We must “enter the forest at its darkest point where there is no path. Where there is a way or a path, it is someone else’s path. Each human being is a unique phenomenon.” By following a path that is well traveled because it seems easy, or because we believe we “should”, we are running from our dragons- the monsters that hide and keep from us what we truly desire. The dragon stands for “thou shalt”, and what they ultimately keep from us is our unique treasure- our authenticity. By not facing these personal or societal dragons directly and reclaiming what it is that truly makes us who we are, we will inevitably find ourselves in the wasteland –living, but not fully alive.
Joseph Campbell once wrote, “ I find working for money to be the wasteland –doing something that somebody else wants instead of the thing that is the next step.
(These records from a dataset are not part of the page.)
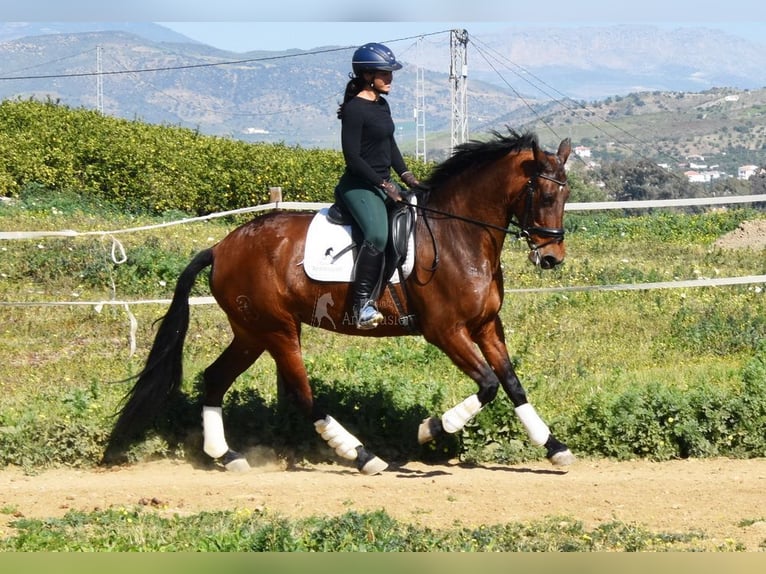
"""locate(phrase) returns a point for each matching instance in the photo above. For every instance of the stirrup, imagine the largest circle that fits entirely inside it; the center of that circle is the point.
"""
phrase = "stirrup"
(369, 317)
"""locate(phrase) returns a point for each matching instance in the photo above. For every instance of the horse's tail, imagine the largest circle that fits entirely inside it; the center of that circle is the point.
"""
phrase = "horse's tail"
(162, 374)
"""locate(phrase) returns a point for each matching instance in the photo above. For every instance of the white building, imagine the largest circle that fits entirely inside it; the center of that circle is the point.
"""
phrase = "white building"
(746, 171)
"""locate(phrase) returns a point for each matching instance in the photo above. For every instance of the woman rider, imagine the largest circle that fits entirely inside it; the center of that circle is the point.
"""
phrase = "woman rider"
(370, 153)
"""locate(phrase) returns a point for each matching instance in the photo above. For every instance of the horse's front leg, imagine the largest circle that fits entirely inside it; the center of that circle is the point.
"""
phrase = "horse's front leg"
(492, 344)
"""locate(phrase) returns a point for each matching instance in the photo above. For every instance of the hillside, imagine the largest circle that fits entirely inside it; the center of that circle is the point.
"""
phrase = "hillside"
(624, 91)
(721, 128)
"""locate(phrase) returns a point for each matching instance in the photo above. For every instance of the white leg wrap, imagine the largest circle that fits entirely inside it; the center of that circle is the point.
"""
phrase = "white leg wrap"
(212, 428)
(454, 419)
(537, 430)
(337, 437)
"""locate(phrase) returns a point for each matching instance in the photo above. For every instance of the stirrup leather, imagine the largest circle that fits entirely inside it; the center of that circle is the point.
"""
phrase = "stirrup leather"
(369, 317)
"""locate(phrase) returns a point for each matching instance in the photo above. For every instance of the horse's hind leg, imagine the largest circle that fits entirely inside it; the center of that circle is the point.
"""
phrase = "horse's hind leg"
(218, 377)
(286, 351)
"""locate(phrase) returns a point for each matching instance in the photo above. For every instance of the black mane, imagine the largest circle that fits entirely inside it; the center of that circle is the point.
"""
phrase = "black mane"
(475, 154)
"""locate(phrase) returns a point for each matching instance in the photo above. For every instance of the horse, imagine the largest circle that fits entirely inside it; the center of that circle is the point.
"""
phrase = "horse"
(471, 201)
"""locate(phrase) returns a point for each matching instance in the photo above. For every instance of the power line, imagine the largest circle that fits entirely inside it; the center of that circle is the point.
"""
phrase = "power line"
(173, 68)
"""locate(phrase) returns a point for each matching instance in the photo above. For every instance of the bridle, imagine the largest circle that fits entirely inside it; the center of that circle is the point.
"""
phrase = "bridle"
(553, 234)
(524, 229)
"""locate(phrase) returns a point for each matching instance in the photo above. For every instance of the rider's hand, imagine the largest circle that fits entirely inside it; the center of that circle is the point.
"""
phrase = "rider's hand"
(392, 190)
(409, 179)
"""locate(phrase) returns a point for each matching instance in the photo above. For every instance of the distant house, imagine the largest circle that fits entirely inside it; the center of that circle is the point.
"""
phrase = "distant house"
(582, 151)
(702, 176)
(746, 171)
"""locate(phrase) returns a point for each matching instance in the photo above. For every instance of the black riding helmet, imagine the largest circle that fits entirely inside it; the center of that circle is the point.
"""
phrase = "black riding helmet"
(374, 57)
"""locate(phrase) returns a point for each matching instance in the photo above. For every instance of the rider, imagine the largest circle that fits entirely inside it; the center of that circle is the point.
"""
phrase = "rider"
(370, 152)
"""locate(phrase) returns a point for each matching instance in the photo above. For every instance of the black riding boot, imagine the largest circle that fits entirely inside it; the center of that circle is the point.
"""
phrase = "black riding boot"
(367, 271)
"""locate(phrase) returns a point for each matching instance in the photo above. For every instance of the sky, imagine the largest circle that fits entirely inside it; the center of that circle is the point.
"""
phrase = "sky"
(253, 35)
(244, 25)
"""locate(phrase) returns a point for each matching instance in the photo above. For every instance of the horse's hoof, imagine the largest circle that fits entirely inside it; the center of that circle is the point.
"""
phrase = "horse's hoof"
(234, 462)
(429, 429)
(367, 463)
(563, 458)
(374, 466)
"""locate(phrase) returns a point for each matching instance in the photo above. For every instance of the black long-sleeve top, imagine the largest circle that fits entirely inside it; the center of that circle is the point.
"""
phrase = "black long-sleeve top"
(367, 140)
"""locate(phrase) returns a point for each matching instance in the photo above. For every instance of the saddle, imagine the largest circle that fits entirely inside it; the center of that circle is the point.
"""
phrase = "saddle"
(401, 221)
(332, 243)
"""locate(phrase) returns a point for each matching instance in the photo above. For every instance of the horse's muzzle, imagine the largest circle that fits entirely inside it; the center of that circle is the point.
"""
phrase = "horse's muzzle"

I have been guided all along by a strong revulsion from any sort of action that does not correspond to the impulse of my own wish.”
The dream in the desert of the underground river is this impulse of your own wish calling out. It is always there, but often is covered by layers upon layers of sediment and sand – the rules, responsibilities, and conventions that we conform to in order to stay in the comfort of the known. Still, if we have the awareness and if our will is strong enough, we only have to dig down to find the current flowing inside of us – a nourishing aquifer of vitality that is always available if we choose to look. This is the source of our true nature -our talents and purpose. This is our authenticity.
Sometimes it takes a desert, a wasteland, to force us to listen to what we are truly called to do -to wake us up to the power of the choices that we make each day. Living in the wasteland is a life of perceived certainty, predictability, and routine. It is an attempt to protect ourselves from the fear of inevitable loss, change, failure, and uncertainty. We must choose then to approach uncertainty with fearlessness. To come to the edge of our own personal cliffs, and like a fledging bird, jump -trusting that our innate compass will carry us soaring toward our own fulfillment. This is the Hero’s Journey, and the way to an authentic life.